Quick Links

Re: Initial Schema Sync for Logical Replication

From:	Masahiko Sawada <sawada(dot)mshk(at)gmail(dot)com>
To:	"Kumar, Sachin" <ssetiya(at)amazon(dot)com>
Cc:	Amit Kapila <amit(dot)kapila16(at)gmail(dot)com>, "pgsql-hackers(at)lists(dot)postgresql(dot)org" <pgsql-hackers(at)lists(dot)postgresql(dot)org>
Subject:	Re: Initial Schema Sync for Logical Replication
Date:	2023-04-03 15:15:29
Message-ID:	CAD21AoA8aBPGZ0Zd=M0qiYD1iRaACdonBy+foJTfhq_7sRCH1Q@mail.gmail.com
Views:	Raw Message \| Whole Thread \| Download mbox \| Resend email
Thread:
Lists:	pgsql-hackers

On Mon, Apr 3, 2023 at 3:54 PM Kumar, Sachin <ssetiya(at)amazon(dot)com> wrote:
>
>
>
> > -----Original Message-----
> > From: Masahiko Sawada <sawada(dot)mshk(at)gmail(dot)com>
> > > > I was thinking each TableSync process will call pg_dump --table,
> > > > This way if we have N tableSync process, we can have N pg_dump --
> > table=table_name called in parallel.
> > > > In fact we can use --schema-only to get schema and then let COPY
> > > > take care of data syncing . We will use same snapshot for pg_dump as well
> > as COPY table.
> > >
> > > How can we postpone creating the pg_subscription_rel entries until the
> > > tablesync worker starts and does the schema sync? I think that since
> > > pg_subscription_rel entry needs the table OID, we need either to do
> > > the schema sync before creating the entry (i.e, during CREATE
> > > SUBSCRIPTION) or to postpone creating entries as Amit proposed[1]. The
> > > apply worker needs the information of tables to sync in order to
> > > launch the tablesync workers, but it needs to create the table schema
> > > to get that information.
> >
> > For the above reason, I think that step 6 of the initial proposal won't work.
> >
> > If we can have the tablesync worker create an entry of pg_subscription_rel after
> > creating the table, it may give us the flexibility to perform the initial sync. One
> > idea is that we add a relname field to pg_subscription_rel so that we can create
> > entries with relname instead of OID if the table is not created yet. Once the
> > table is created, we clear the relname field and set the OID of the table instead.
> > It's not an ideal solution but we might make it simpler later.
> >
> > Assuming that it's feasible, I'm considering another approach for the initial sync
> > in order to address the concurrent DDLs.
> >
> > The basic idea is to somewhat follow how pg_dump/restore to dump/restore
> > the database data. We divide the synchronization phase (including both schema
> > and data) up into three phases: pre-data, table-data, post-data. These mostly
> > follow the --section option of pg_dump.
> >
> > 1. The backend process performing CREATE SUBSCRIPTION creates the
> > subscription but doesn't create pg_subscription_rel entries yet.
> >
> > 2. Before starting the streaming, the apply worker fetches the table list from the
> > publisher, create pg_subscription_rel entries for them, and dumps+restores
> > database objects that tables could depend on but don't depend on tables such as
> > TYPE, OPERATOR, ACCESS METHOD etc (i.e.
> > pre-data).
>
> We will not have slot starting snapshot, So somehow we have to get a new snapshot
> And skip all the wal_log between starting of slot and snapshot creation lsn ? .

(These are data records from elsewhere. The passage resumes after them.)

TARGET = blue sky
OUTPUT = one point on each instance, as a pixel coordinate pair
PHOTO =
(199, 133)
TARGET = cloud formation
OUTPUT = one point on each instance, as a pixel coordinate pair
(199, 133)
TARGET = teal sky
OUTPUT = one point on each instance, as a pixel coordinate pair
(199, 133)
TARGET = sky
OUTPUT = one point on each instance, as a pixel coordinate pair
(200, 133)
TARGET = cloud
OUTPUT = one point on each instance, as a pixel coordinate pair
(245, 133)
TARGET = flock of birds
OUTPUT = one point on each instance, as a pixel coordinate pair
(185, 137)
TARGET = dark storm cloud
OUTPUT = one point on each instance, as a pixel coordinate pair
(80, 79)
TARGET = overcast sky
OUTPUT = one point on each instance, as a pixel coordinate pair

Yes. Or we can somehow postpone creating pg_subscription_rel entries
until the tablesync workers create tables, or we request walsender to
establish a new snapshot using a technique proposed in email[1].

>
> >
> > 3. The apply worker launches the tablesync workers for tables that need to be
> > synchronized.
> >
> > There might be DDLs executed on the publisher for tables before the tablesync
> > worker starts. But the apply worker needs to apply DDLs for pre-data database
> > objects. OTOH, it can ignore DDLs for not-synced-yet tables and other database
> > objects such as INDEX, TRIGGER, RULE, etc (i.e. post-data).
> >
> > 4. The tablesync worker creates its replication slot, dumps+restores the table
> > schema, update the pg_subscription_rel, and perform COPY.
> >
> > These operations should be done in the same transaction.
>
> pg_restore wont be rollbackable, So we need to maintain states in pg_subscription_rel.

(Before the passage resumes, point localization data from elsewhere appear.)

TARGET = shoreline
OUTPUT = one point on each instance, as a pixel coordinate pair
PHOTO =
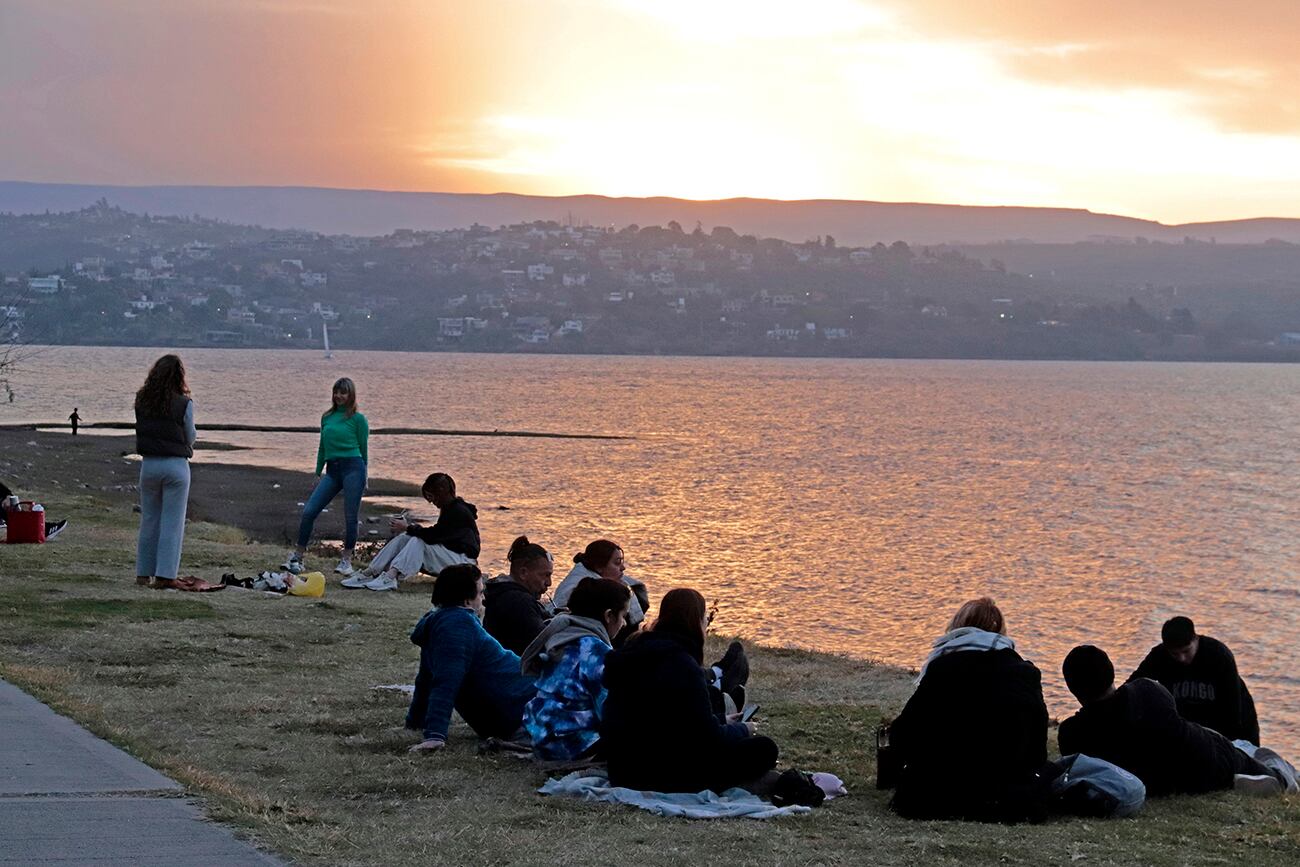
(267, 709)
(375, 432)
(1259, 355)
(263, 502)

Yes. But I think it depends on how we restore them. For example, if we
have the tablesync worker somethow restore the table using a new SQL
function returning the table schema as we discussed or executing the
dump file via SPI, we can do that in the same transaction.

>
> >
> > 5. After finishing COPY, the tablesync worker dumps indexes (and perhaps
> > constraints) of the table and creates them (which possibly takes a long time).
> > Then it starts to catch up, same as today. The apply worker needs to wait for the
> > tablesync worker to catch up.
>
> I don’t think we can have CATCHUP stage. We can have a DDL on publisher which
> can add a new column (And this DDL will be executed by applier later). Then we get a INSERT
> because we have old definition of table, insert will fail.

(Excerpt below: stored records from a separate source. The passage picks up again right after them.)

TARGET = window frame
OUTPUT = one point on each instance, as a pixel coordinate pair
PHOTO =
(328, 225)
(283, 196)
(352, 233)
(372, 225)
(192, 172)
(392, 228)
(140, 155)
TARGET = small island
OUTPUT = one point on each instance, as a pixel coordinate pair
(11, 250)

All DMLs and DDLs associated with the table being synchronized are
applied by the tablesync worker until it catches up with the apply
worker.

>
> >
> > We need to repeat these steps until we complete the initial data copy and create
> > indexes for all tables, IOW until all pg_subscription_rel status becomes READY.
> >
> > 6. If the apply worker confirms all tables are READY, it starts another sync
> > worker who is responsible for the post-data database objects such as TRIGGER,
> > RULE, POLICY etc (i.e. post-data).
> >
> > While the sync worker is starting up or working, the apply worker applies
> > changes for pre-data database objects as well as READY tables.
> We might have some issue if we have create table like
> Create table_name as select * from materialized_view.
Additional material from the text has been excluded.